A few seconds later he was looking through the back of the closet at the gleaming city standing in the midst of that red-brown desolation. Just the sight of it suddenly left him feeling less like Kit. Suddenly he felt as if he was in a strange, closed-in place, being kept away from the one place that mattered to him most in the world, because Aurilelde was there.
Hang on, guy, Kit thought, don’t get all fired up just yet. We’ll have you there in a moment. And then you can start explaining to me what the heck is going on up there! And he stepped into the gate—
And found that he was still standing in front of it. Now what the— ! Kit thought.
He stepped forward again. Again he was prevented from going through the gate. Oh, no, he thought. They’ve blocked this, too!
Frustrated, Kit reached out and put his hand up against the gate. But it went through. Okay, Kit thought, so that’s not the problem—
He pressed himself forward against the worldgate interface, very slowly. His face went through; his arms went through; he could see what was on the other side, feel the cold of the Martian atmosphere against his face. But he couldn’t go farther. Something about chest-level was stopping him.
Kit backed up, realizing what it was. His manual wouldn’t pass. It knew he was banned, and it wasn’t going anywhere.

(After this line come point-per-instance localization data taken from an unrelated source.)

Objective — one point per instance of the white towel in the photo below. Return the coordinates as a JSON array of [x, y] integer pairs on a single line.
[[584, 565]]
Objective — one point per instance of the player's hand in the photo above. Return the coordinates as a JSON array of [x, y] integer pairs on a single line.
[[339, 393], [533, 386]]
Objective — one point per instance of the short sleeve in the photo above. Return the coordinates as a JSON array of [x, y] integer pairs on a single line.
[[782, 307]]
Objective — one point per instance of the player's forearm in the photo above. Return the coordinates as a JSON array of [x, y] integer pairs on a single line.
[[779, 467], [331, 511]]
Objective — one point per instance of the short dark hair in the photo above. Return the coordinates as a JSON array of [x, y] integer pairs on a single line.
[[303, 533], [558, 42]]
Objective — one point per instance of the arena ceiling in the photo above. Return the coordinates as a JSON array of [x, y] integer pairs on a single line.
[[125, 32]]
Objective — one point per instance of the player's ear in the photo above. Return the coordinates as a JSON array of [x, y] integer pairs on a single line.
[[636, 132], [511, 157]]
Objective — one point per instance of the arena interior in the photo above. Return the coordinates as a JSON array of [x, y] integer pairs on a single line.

Kit cursed under his breath. There was nothing he could do for the moment but reach into his jacket pocket, take out the manual, and very slowly and carefully bend down to leave it leaned up against the inside wall of Carmela’s closet, where it would be unlikely to get kicked through the gate by accident. It’ll be safe enough here. He pulled out his antenna-wand, stuck it experimentally into the gate: it at least passed. So I won’t be unarmed. And I’m still a wizard— it’s not like the manual is required on the road. But all the same Kit felt unnerved at the thought of going to another planet equipped only with the very basic set of spells he had memorized: life support and so forth.